Once Firefox was successfully using jemalloc for all memory allocation, I started doing performance tests. Memory usage differences were minor, but jemalloc was consistently slower than OS X's allocator. It took a lot of profiling for me to finally accept the hard truth: jemalloc was spending way too much time manipulating red-black trees. My first experimental solution was to replace red-black trees with treaps. However, this made little overall difference. So, the problem was too many tree operations, not slow tree operations.

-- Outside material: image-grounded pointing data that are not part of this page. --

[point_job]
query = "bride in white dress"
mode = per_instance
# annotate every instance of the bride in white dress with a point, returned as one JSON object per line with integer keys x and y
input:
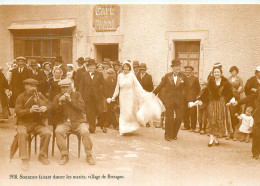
{"x": 137, "y": 107}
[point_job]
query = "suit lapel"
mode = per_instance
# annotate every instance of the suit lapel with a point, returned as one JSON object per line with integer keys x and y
{"x": 179, "y": 79}
{"x": 170, "y": 78}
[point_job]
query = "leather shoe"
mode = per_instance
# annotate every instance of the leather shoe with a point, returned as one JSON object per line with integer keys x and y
{"x": 104, "y": 129}
{"x": 168, "y": 139}
{"x": 25, "y": 165}
{"x": 210, "y": 144}
{"x": 64, "y": 159}
{"x": 91, "y": 131}
{"x": 116, "y": 128}
{"x": 43, "y": 160}
{"x": 90, "y": 160}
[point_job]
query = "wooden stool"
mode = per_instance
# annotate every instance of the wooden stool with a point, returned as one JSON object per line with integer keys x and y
{"x": 79, "y": 142}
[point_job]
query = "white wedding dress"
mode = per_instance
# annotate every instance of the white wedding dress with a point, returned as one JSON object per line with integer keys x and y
{"x": 137, "y": 107}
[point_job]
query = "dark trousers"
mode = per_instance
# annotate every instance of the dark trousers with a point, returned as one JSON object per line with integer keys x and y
{"x": 23, "y": 132}
{"x": 172, "y": 125}
{"x": 190, "y": 117}
{"x": 203, "y": 118}
{"x": 66, "y": 128}
{"x": 256, "y": 139}
{"x": 234, "y": 120}
{"x": 111, "y": 115}
{"x": 92, "y": 113}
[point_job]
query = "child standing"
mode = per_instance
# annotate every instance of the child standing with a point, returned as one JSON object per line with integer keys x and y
{"x": 247, "y": 124}
{"x": 202, "y": 113}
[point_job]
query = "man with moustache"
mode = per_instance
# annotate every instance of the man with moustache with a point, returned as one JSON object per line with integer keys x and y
{"x": 175, "y": 84}
{"x": 92, "y": 87}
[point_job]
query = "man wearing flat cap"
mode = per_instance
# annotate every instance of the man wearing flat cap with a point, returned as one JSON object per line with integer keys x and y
{"x": 80, "y": 71}
{"x": 92, "y": 87}
{"x": 30, "y": 108}
{"x": 116, "y": 66}
{"x": 69, "y": 107}
{"x": 190, "y": 114}
{"x": 19, "y": 73}
{"x": 175, "y": 84}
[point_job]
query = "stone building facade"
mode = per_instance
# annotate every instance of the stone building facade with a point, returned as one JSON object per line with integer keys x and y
{"x": 200, "y": 35}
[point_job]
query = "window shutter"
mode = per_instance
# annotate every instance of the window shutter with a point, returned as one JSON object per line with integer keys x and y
{"x": 66, "y": 50}
{"x": 19, "y": 46}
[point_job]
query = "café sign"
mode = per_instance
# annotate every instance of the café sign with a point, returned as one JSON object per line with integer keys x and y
{"x": 106, "y": 17}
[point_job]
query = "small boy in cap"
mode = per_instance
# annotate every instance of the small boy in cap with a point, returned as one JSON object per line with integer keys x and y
{"x": 70, "y": 106}
{"x": 29, "y": 108}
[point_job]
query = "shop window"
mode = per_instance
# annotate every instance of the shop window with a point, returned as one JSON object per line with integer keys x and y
{"x": 43, "y": 44}
{"x": 103, "y": 51}
{"x": 189, "y": 54}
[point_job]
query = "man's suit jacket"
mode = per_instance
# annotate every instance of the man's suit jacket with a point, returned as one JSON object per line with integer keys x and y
{"x": 78, "y": 77}
{"x": 193, "y": 88}
{"x": 174, "y": 93}
{"x": 68, "y": 110}
{"x": 40, "y": 76}
{"x": 93, "y": 88}
{"x": 146, "y": 82}
{"x": 253, "y": 98}
{"x": 16, "y": 84}
{"x": 251, "y": 83}
{"x": 110, "y": 85}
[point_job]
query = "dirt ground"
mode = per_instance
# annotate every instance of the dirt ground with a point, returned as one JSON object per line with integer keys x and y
{"x": 143, "y": 158}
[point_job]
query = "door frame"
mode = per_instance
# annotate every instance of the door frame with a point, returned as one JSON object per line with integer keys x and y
{"x": 200, "y": 35}
{"x": 103, "y": 40}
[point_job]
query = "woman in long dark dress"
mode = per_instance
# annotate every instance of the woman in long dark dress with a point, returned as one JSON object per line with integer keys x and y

After a bit of code review, it became clear that when I fixed a page allocation bottleneck earlier this year, I was overzealous with the application of red-black trees. It is possible to use constant-time algorithms based on linear page map data structures for splitting/coalescing sequential runs of pages, but I had re-coded these operations entirely using red-black trees. So, I enhanced the page map data structures to support splitting/coalescing, and jemalloc became markedly faster. For example, Firefox sped up by as much as ~10% on JavaScript-heavy benchmarks. (As a side benefit, memory usage went down by 1-2%).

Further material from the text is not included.